Refus de la solution alternative d'une puce sécurisée

Invoquant "le sérieux" du ministère de l'Intérieur et ses "bonnes intentions", Bernard Cazeneuve s'est certes assoupli en se prêtant au jeu des questions-réponses et en acceptant de se conformer aux avis des experts, quoi qu'ils recommandent. De quoi se ménager une sortie de crise si la situation s'envenime ?

Car dans le fond, le "premier flic de France" ne dérive pas d'un iota de sa ligne. Il a d'ailleurs encore une fois refusé d'envisager la solution alternative, que d'autres pays ont déjà adoptée, c'est-à-dire l'intégration d'une puce sécurisée dans la carte d'identité et le passeport.

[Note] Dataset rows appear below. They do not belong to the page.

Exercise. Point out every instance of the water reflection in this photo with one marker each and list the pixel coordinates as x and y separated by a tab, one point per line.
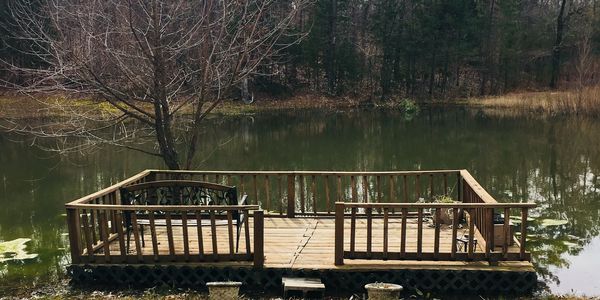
554	162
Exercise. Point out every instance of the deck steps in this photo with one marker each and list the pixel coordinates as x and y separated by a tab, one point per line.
304	285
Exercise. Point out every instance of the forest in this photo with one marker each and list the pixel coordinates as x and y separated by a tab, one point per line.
427	49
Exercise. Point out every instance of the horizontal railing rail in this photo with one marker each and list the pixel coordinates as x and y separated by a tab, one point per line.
313	193
101	233
361	244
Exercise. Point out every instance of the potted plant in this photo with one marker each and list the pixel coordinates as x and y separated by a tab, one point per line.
446	214
223	290
383	291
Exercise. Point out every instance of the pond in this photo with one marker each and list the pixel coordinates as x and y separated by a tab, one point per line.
554	162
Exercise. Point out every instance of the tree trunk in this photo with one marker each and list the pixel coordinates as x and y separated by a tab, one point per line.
560	25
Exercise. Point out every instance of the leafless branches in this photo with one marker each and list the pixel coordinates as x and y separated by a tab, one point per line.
152	61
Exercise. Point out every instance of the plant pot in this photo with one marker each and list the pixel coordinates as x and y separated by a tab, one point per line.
446	216
383	291
223	290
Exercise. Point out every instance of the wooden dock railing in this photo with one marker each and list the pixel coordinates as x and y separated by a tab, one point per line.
480	228
103	230
98	232
314	193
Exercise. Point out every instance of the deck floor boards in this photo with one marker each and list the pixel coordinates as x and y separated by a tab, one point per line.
304	243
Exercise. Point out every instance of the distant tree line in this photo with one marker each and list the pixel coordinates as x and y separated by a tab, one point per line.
379	49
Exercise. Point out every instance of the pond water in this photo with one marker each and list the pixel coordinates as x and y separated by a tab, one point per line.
554	162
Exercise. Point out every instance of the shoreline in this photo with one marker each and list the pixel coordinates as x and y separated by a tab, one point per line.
546	103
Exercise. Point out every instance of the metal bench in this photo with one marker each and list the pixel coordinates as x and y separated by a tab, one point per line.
179	192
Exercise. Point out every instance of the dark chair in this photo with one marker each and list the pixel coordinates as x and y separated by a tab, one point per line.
179	192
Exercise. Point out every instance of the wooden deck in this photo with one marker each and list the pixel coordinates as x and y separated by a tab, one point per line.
308	243
346	228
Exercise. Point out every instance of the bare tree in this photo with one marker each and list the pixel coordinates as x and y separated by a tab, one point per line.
163	63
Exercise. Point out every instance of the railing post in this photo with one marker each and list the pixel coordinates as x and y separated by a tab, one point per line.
523	232
259	239
459	195
339	233
291	210
74	234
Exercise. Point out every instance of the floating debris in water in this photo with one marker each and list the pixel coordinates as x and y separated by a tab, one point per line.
15	250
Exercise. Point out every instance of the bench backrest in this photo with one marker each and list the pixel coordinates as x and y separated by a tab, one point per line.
179	192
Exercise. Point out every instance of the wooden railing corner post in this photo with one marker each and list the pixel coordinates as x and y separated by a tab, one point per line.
339	233
74	228
291	196
259	239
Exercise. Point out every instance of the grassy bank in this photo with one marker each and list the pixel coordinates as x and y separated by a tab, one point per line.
583	102
574	102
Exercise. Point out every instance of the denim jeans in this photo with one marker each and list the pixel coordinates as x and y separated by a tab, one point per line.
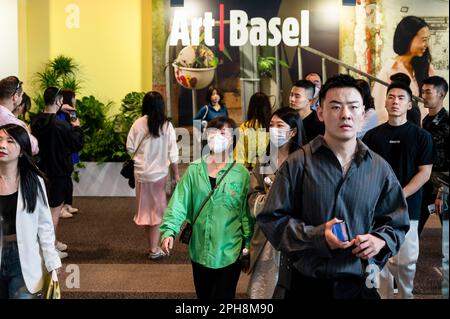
12	284
445	246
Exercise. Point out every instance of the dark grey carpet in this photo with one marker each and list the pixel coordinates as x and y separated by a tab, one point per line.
104	232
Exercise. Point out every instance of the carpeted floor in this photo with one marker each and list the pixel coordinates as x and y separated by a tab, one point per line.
103	232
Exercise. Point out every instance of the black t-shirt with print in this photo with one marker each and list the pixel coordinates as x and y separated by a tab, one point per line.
405	148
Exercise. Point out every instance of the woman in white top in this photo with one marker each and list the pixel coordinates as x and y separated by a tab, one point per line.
153	140
413	58
27	236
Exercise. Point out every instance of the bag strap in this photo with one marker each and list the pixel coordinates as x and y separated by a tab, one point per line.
139	145
211	192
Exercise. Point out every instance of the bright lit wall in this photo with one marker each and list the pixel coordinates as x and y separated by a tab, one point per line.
9	52
103	36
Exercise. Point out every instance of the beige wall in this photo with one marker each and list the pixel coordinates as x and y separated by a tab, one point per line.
112	44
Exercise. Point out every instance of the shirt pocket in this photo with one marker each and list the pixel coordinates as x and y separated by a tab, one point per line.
230	194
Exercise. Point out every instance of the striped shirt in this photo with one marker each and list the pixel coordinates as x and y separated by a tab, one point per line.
368	198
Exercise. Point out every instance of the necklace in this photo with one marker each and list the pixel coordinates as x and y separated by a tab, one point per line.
7	178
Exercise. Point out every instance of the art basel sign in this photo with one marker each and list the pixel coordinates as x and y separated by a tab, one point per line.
290	31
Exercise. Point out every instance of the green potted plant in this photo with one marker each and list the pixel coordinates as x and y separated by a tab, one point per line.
266	67
60	72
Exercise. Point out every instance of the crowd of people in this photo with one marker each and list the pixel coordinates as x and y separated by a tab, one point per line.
305	199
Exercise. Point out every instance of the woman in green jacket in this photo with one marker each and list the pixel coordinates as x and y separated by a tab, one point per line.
224	227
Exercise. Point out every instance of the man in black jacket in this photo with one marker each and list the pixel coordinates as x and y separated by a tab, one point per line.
57	140
336	178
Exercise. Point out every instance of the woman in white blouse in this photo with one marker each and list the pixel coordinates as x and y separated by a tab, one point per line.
153	140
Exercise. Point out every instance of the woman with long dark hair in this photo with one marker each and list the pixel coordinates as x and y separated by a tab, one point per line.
253	137
413	58
286	137
214	107
152	140
27	243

Cette puce, si elle était protégée par un système de chiffrement, présenterait l'avantage d'être extrêmement difficile à pirater, ce qui permettrait de lutter contre les fraudes à l'identité tout se prévenant du risque d'une dérive future.

Le 2 novembre, Bernard Cazeneuve s'était déjà opposé à cette option. Ce mardi, il a précisé sa pensée :

"Cela représenterait un surcoût de 100 millions d'euros, sans apporter la fiabilité ni la simplification du renouvellement en cas de vol. Ce ne serait pas assez efficace".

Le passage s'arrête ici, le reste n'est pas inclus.